Let’s remind sigmoid function definition: \(σ(x) = \frac{1}{1 + exp(-x)}\). Its derivative is defined by \(σ’(x) = σ(x)(1- σ(x))\)

The hyperbolic tangent is defined by \(tanh(x) = \frac{exp(x) – exp(-x)}{exp(x) + exp(-x)}\). Its derivative is defined by \(tanh’(x) = 1- tanh^2(x)\)

The relationship between \(σ(x)\) and \(tanh(x)\) is defined by \(tanh(x) = 2σ(2x) – 1\)

Both activation functions are very popular in ML community despite the fact their derivative tends to zero for large x (by absolute value), which hurts the learning speed of gradient based optimization.

Function plots:

“Slope” parameter for sigmoid and hyperbolic tangent activation functions

A more generic representation of logistic function is \(σ(x) = \frac{1}{(1 + exp(-k(x-x0))}\), where k controls a slope of the function and x0 controls a horizontal shift of the function. Let’s ignore shift for the moment. We have then:

\(σ_k(x) = \frac{1} {1 + exp(-kx)}\)

\(σ’_k(x) = kσ_k(x)(1- σ_k(x))\)

Adding a slope parameter k to hyperbolic tangent:

\(tanh_k(x) = 2σ_k(2x) – 1\)

\(tanh_k’(x) = k(1- tanh_k^2(x))\)

Function plots for \(σ = \frac{1}{2}\), \(1\), \(5\):

Let's explore how the slope parameter(s) considered as the hyper parameter(s) of the training can improve quality of training results. Results of the tests are presented below.

Swish

“Swish” activation function is a product of two components: \(x\) and \(σ_k(x)\).

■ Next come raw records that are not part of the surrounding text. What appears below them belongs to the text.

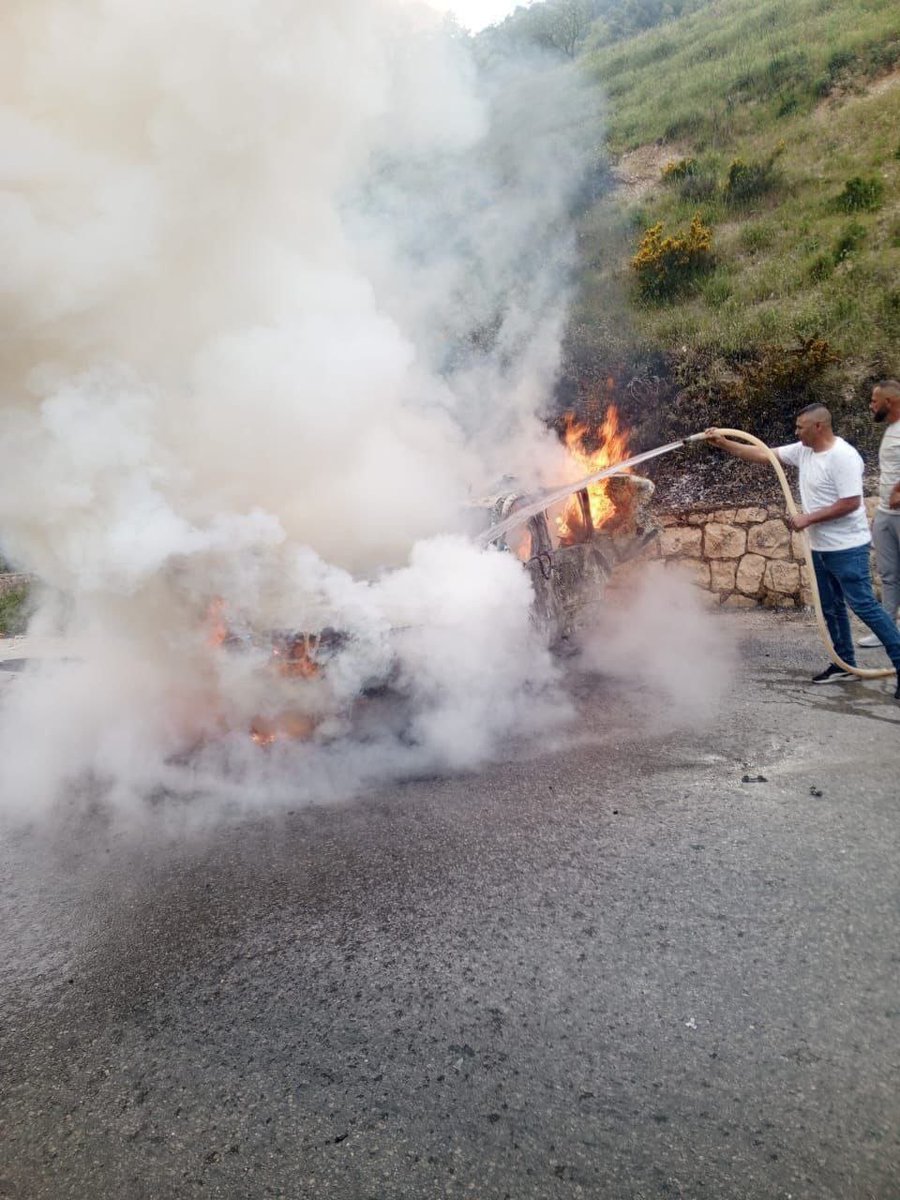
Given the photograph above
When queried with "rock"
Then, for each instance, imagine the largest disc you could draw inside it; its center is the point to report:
(694, 569)
(772, 539)
(724, 541)
(750, 571)
(784, 577)
(678, 543)
(737, 601)
(723, 576)
(750, 516)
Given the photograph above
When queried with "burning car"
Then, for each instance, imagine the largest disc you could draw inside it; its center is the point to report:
(569, 540)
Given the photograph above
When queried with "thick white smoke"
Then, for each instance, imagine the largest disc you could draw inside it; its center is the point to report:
(282, 291)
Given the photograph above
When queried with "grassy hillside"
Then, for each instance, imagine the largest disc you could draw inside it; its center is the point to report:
(779, 121)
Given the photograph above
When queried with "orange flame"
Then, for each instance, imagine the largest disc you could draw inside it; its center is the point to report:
(612, 448)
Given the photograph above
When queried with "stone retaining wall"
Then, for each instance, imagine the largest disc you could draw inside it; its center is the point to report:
(743, 556)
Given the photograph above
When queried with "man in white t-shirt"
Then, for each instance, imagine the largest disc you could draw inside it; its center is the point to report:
(885, 406)
(834, 515)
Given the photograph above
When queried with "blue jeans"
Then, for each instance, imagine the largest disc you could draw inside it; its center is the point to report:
(843, 577)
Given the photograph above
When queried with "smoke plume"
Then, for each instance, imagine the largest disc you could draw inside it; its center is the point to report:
(283, 286)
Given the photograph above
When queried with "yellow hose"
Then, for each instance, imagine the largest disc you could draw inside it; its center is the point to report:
(863, 672)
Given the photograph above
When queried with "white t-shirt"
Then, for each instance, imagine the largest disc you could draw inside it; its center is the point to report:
(826, 477)
(889, 466)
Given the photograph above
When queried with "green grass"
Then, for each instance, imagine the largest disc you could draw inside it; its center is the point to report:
(729, 70)
(797, 259)
(13, 612)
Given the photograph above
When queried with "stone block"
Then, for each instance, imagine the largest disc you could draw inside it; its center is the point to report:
(681, 543)
(724, 541)
(750, 516)
(723, 575)
(772, 539)
(694, 569)
(798, 543)
(783, 577)
(750, 573)
(737, 601)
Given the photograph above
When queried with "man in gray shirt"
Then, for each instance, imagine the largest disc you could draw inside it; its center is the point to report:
(885, 407)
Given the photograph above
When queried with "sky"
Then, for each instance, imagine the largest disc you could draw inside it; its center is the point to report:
(474, 15)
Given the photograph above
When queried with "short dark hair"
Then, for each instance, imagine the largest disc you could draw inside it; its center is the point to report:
(817, 407)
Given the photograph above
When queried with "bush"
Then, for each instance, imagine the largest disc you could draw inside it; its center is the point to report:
(697, 189)
(749, 180)
(756, 237)
(678, 169)
(821, 268)
(861, 195)
(851, 239)
(667, 265)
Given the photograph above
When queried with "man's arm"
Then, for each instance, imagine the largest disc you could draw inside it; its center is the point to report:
(738, 449)
(831, 513)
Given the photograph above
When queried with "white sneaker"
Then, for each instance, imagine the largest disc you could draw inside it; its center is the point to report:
(870, 640)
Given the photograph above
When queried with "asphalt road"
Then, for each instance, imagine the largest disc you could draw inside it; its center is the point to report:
(605, 967)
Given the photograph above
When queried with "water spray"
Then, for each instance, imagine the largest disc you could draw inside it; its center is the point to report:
(555, 495)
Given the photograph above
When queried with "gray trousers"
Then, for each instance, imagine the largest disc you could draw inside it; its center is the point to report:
(886, 540)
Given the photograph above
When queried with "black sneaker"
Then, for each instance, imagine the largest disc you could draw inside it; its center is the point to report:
(833, 673)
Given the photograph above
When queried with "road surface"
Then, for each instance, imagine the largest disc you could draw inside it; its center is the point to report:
(640, 961)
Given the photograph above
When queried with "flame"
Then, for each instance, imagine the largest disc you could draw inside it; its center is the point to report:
(215, 622)
(612, 448)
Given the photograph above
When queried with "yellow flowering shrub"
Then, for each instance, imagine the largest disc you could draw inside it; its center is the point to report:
(666, 265)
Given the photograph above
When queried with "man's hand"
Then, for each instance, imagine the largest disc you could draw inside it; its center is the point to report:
(749, 454)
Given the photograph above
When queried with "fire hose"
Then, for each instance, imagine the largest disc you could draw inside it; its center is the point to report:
(533, 507)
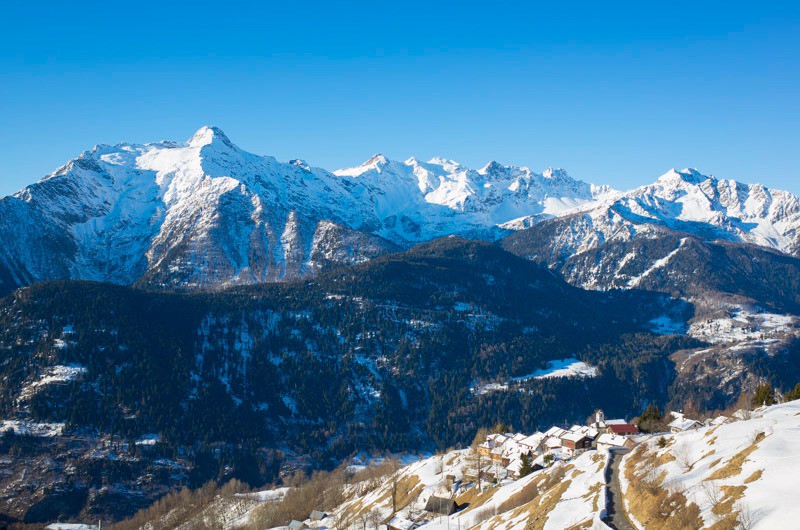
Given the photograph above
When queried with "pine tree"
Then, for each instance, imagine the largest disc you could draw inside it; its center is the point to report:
(794, 394)
(525, 465)
(763, 396)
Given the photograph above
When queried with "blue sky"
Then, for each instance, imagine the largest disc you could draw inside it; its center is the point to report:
(615, 95)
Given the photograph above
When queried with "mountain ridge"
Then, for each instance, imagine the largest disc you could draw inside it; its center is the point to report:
(206, 214)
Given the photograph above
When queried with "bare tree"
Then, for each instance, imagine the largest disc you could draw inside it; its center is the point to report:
(374, 517)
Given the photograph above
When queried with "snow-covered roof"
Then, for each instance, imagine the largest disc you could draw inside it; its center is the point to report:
(554, 431)
(573, 436)
(400, 522)
(613, 440)
(553, 442)
(533, 440)
(683, 424)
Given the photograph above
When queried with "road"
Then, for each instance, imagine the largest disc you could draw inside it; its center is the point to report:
(615, 508)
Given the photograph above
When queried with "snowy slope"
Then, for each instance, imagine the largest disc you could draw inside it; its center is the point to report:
(685, 201)
(746, 467)
(205, 213)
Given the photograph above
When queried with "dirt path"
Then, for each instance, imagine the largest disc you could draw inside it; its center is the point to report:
(615, 508)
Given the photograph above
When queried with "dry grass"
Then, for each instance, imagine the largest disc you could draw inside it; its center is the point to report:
(655, 506)
(755, 476)
(523, 496)
(539, 511)
(734, 466)
(730, 494)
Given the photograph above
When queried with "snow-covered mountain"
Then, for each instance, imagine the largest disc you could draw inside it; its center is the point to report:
(205, 213)
(688, 201)
(663, 235)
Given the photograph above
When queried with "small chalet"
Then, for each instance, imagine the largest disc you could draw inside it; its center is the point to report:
(681, 423)
(496, 454)
(572, 442)
(621, 429)
(441, 505)
(317, 515)
(608, 441)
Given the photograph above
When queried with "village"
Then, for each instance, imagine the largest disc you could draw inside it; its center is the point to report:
(501, 460)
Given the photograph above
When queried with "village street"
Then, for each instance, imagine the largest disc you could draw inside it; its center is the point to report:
(615, 507)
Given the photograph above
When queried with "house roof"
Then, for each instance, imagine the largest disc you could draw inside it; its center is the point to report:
(574, 437)
(613, 440)
(533, 440)
(400, 522)
(440, 505)
(554, 431)
(683, 424)
(623, 428)
(553, 441)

It was introduced by Google Brain team a few years ago as an alternative to the ReLU activation function, its well-known modification - Leaky ReLU and to many other modifications.

\(swish_k(x) = xσ_k(x) = \frac{x}{1 + exp(-kx)}\)

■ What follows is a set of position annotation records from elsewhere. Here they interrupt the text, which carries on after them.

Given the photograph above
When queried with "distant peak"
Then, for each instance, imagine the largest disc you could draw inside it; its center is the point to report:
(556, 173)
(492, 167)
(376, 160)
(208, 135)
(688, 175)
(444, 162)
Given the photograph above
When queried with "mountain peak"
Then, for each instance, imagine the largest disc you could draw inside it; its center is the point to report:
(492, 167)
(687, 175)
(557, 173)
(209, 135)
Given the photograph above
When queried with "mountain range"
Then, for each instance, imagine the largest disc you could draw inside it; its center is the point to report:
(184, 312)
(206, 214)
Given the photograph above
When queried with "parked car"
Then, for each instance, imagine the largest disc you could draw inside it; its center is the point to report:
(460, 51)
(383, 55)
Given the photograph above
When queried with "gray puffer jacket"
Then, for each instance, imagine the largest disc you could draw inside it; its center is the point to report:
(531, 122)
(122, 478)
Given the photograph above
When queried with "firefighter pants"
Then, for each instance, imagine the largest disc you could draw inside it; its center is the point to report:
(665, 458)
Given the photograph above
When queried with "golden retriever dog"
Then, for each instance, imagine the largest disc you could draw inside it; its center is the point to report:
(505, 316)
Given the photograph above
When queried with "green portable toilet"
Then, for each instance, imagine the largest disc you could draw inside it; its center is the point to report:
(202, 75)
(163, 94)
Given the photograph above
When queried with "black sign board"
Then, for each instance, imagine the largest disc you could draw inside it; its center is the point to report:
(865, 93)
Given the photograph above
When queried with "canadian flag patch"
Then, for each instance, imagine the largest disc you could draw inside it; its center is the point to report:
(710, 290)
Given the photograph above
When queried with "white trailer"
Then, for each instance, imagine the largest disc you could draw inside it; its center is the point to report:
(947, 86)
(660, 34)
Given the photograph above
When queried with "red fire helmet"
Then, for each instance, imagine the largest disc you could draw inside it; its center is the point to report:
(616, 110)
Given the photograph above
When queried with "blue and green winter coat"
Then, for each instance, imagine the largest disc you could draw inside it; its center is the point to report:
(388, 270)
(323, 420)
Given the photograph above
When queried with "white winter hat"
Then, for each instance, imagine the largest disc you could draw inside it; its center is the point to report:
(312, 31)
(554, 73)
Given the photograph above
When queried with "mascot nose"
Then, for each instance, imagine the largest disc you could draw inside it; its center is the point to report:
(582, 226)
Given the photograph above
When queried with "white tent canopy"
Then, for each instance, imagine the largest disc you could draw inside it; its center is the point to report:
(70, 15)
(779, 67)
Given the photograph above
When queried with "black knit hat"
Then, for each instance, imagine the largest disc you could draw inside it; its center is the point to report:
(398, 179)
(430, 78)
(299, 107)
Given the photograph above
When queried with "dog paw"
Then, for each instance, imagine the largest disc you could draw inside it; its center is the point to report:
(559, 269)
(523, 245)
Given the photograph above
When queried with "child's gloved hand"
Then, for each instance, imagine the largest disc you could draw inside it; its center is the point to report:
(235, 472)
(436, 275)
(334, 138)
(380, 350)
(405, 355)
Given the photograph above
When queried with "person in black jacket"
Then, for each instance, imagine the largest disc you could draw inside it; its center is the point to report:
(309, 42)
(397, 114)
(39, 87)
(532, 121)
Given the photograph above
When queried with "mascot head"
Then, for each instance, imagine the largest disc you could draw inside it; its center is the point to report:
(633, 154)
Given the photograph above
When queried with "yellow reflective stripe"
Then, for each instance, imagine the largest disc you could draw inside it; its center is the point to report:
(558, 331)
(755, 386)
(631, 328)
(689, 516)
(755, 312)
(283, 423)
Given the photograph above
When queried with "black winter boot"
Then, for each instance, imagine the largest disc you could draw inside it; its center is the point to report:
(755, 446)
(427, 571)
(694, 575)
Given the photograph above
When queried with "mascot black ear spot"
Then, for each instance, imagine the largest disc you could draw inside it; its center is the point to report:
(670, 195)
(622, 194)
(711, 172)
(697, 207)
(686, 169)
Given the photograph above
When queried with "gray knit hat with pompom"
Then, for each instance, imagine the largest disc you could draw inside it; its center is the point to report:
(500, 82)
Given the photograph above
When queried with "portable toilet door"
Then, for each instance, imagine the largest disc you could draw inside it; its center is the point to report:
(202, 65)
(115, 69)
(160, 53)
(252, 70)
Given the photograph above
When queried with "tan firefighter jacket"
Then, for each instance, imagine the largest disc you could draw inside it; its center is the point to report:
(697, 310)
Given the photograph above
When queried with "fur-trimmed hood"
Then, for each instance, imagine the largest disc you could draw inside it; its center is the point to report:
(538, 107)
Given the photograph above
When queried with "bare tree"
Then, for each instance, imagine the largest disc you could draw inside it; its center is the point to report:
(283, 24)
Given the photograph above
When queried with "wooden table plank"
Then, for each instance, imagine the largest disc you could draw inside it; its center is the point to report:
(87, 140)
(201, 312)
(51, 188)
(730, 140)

Its derivative w.r.t \(x\):

\(swish’_k(x) = σ_k(x) + kxσ_k(x)(1- σ_k(x))\)

Plot of the “swish” function for \(k = 1\), \(5\), \(50\):

Results of assessment of swish will be presented in a separate post.

Training NN with \(σ_k(x)\) and \(tanh_k(x)\) activation functions

Let’s start training of NN models with \(σ_k(x)\) and \(tanh_k(x)\) activation functions having the slope parameter set to 1. Then let’s perform experiments with slope parameters of activation functions chosen randomly.

Test #1: training with \(k = 1\)

Create 30+ NN models sharing the same topology.
Initialize each NN weights randomly.
Run training the models in parallel using the same (mini) batches randomly sampled from the same training dataset, the same optimizer, learning rate and other hyper parameters. The size of a mini-batch is approximately 1/1000th of the size of the training dataset.
Stop learning process by collecting 5 instances of NNs matching the acceptance criteria or by hitting max number of training cycles (forward pass->backward pass->weight update): 250,000.
If the pool of the collected NN instances is not empty, back-test trading model which aggregates trading signals from those NN instances and executes them by market best bid/offer.

Test #2: training with k selected randomly

The only difference from the previous test is that when creating NN models, we not only randomly initialize NN weights, we also randomly choose slope parameter value for each activation function of the NN(s).

Results

We run our tests on the FX market data. The data from 2010 to 2017 are used for NN training while the data from 2018-2024 are reserved for true out-of-sample run.

Results of NN training for tests #1 and #2:

Back-test results for test #2:

Back-test results for test #2:

Summary

It is worth experimenting with different activation functions when running the NN trading model research. As shown above even such a minor modification of the standard activation functions helped surprisingly to move forward.